The old Statutory Instrument SI 227 of 2019 exempted Huawei from paying income tax since August 2014. This has now been backdated to December 2009. The government, through the Ministry of Finance and Economic Development has indicated that the Income Tax (Exemption from Income Tax) (Huawei Technologies Co., Ltd.) Notice, 2019, published in Statutory Instrument 227 of 2019, are amended in Section 2 by the deletion of the words “With effect from the 26th August, 2014” and substitution with the words “With effect from the 30th December, 2009.”
ZIMCODD alluded to a number of grey areas arising out of government’s decision. They argued that the income tax exemption violates Section 298 (1) (b) (i) of the Constitution which states that “the burden of taxation must be shared fairly.”
“It is therefore worrisome that the government has decided to give the foreign monopoly tax exemption backdating 11 years ago when the same government is milking the ordinary citizen through the unpopular and unjust 2% Intermediated Money Transfer Tax, among a host of other retrogressive taxes.
“ZIMCODD is gravely concerned by the unscrupulous trend of bypassing Parliament which is the constitutionally mandated law-making institution. Between January 2019 and January 2020, 311 Statutory Instruments were decreed by individual Ministers with the blessing of Cabinet. Systematically, the Executive is usurping powers of the Legislature and by default, power of the electorate.

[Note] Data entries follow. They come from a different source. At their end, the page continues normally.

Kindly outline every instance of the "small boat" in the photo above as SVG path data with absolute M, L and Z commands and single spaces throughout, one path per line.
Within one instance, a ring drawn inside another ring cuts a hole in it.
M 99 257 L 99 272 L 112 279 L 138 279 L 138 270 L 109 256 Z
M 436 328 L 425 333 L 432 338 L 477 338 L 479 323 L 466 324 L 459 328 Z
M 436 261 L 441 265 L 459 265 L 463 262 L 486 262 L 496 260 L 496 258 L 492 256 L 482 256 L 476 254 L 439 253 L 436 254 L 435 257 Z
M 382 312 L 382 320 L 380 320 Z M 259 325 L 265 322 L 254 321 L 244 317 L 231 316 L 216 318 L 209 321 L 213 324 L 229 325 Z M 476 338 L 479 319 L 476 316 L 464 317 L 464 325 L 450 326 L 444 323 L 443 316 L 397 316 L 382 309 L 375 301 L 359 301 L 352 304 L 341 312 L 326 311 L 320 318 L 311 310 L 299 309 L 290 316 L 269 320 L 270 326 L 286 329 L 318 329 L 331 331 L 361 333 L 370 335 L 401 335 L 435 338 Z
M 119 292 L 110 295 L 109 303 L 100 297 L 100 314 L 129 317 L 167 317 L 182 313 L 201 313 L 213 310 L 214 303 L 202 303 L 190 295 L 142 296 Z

It is a cause for concern that at this pace, democratic accountability is gradually being eroded and replaced by dictatorial tendencies by the Executive,” ZIMCODD said.
The tax justice advocated said the move supports the trending discourse of state capture by the elite as this Statutory Instrument is protecting the interests of a foreign monopoly prejudicing the country of the much-needed revenue to invest in basic social service delivery that will see millions in the country escape from the poverty cycle.
ZIMCODD averred that instead of exempting Huawei Technologies from paying income tax, the government should be more concerned with how its domestic resource mobilisation can be further enhanced by taxing rich companies so that the welfare and developmental interest of the poor who are already reeling under the heavy burden of taxation are met.
“The government’s income tax exemption is therefore not in the spirit of tax justice, constitutionalism, and progressive taxation in Zimbabwe; and ZIMCODD is concerned that by instituting preferential treatment on Huawei Technologies, the Minister of Finance is violating the principle of comparative treatment among economic players/investors at the same time setting a bad precedence for other would be investors as there is high likelihood that more investors will claim equal treatment.”
They urged the government to immediately repeal the said Statutory Instrument and respect Section 119 (3) of the national constitution which clearly states that “all institutions and agencies of the State and government at every level are accountable to Parliament.
In the interest of constitutionalism and the rule of law, ZIMCODD said the government must submit its intentions to exempt Huawei from paying income tax to Parliament and it will be the role of the legislature to consult the public, debate and scrutinise this intention and see whether it serves the collective aspirations of Zimbabweans.
“The government must always be guided by the 4 Rs that speak to tax justice in the country: raise revenues equitably, redistribute income and wealth to address poverty and inequality, reprice goods and services – especially critical in the context of health and climate problems and representation of taxpayers as citizens,” ZIMCODD added.